Oh fer gosh sake. . .that movie is composed of vignettes, sometimes called “slice of life” writing, and it is about later life. The Villages is merely the setting, probably chosen because it has the highest profile of any retirement community anywhere and it is easy to find stories here.
It is about a handful of aging boomers who told their stories to a camera. (I think maybe the filmmaker wanted it to be the next “Nomadland.”)
We boomers have been watched for our entire lives. Always seen, observed. We were born as the “Great Expectations,” due to the times. We affected everything. Our demographic has been called “The Pig in the Python.” (Remember that old picture — I think in Nat Geo — of a python that had swallowed a pig and it was working its way throoooooogh that snake.)

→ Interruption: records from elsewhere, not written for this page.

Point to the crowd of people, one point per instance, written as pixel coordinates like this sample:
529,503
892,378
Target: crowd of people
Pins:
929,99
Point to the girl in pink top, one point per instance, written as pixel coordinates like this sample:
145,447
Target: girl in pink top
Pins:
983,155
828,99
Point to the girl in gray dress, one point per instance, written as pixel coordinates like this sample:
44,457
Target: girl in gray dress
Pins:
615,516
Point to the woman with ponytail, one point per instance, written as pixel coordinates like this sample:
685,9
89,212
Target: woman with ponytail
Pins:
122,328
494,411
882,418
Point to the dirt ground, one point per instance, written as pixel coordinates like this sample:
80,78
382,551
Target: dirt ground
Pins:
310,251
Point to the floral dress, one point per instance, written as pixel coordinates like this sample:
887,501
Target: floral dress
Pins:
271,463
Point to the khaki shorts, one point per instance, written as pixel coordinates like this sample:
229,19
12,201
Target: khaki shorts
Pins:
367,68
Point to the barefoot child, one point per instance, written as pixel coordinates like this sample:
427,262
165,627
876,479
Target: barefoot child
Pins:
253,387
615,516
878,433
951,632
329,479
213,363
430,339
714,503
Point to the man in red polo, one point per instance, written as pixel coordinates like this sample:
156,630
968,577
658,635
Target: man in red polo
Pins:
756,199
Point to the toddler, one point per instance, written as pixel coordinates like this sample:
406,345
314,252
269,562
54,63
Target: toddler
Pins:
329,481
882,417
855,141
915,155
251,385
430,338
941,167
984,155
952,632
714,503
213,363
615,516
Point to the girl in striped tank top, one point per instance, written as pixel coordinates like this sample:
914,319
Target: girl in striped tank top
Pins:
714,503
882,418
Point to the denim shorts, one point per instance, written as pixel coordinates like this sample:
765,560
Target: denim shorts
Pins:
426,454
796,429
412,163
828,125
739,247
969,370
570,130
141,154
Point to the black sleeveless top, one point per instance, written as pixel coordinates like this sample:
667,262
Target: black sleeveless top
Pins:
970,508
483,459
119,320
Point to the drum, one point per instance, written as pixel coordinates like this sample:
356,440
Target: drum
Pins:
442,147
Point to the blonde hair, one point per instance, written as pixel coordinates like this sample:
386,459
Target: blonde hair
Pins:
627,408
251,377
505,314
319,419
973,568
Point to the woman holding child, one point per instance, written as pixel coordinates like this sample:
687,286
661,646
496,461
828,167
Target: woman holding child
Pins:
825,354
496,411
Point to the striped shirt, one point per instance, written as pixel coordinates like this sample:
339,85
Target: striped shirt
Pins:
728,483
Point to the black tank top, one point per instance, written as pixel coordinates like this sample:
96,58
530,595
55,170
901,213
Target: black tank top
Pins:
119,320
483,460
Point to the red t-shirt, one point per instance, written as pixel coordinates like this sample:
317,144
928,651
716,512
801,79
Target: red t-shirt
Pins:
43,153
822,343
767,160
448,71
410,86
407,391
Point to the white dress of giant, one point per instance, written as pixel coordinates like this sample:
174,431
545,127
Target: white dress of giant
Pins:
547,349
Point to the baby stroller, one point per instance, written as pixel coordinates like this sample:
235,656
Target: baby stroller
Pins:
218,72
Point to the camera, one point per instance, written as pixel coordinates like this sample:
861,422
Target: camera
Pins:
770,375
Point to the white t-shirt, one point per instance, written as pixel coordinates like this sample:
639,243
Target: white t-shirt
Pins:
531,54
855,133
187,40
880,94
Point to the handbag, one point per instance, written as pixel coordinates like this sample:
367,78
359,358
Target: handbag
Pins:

Now, the elder boomers have reached 75 and counting. But we are still highly visible. (Just ask TV marketing. The tail end of the boom is now starting to arrive here.)
They built schools for us.
We crowded the colleges — and we were not saddled with an obscenity of student loans.
We bought lots of houses, etc., etc. etc.
The government noticed when we started hitting SS and Medicare.
Now, some of us might be going to our 50th high school reunions.
We are still being looked at as we age — and guess what, we are not all the same. Geez.
Why take that little movie so personally?
And, speaking of causing great consternation in the land, I wonder when we will get to see that documentary made a year ago — “The Bubble.”
There is another documentary titled “The Bubble,” but that is an older one and is about Celebration, Florida. (You can’t copyright a title.)
Boomer — who refuses to drink Kool-Aid — that stuff ain’t real — and it can ruin your teeth — and I like my teeth.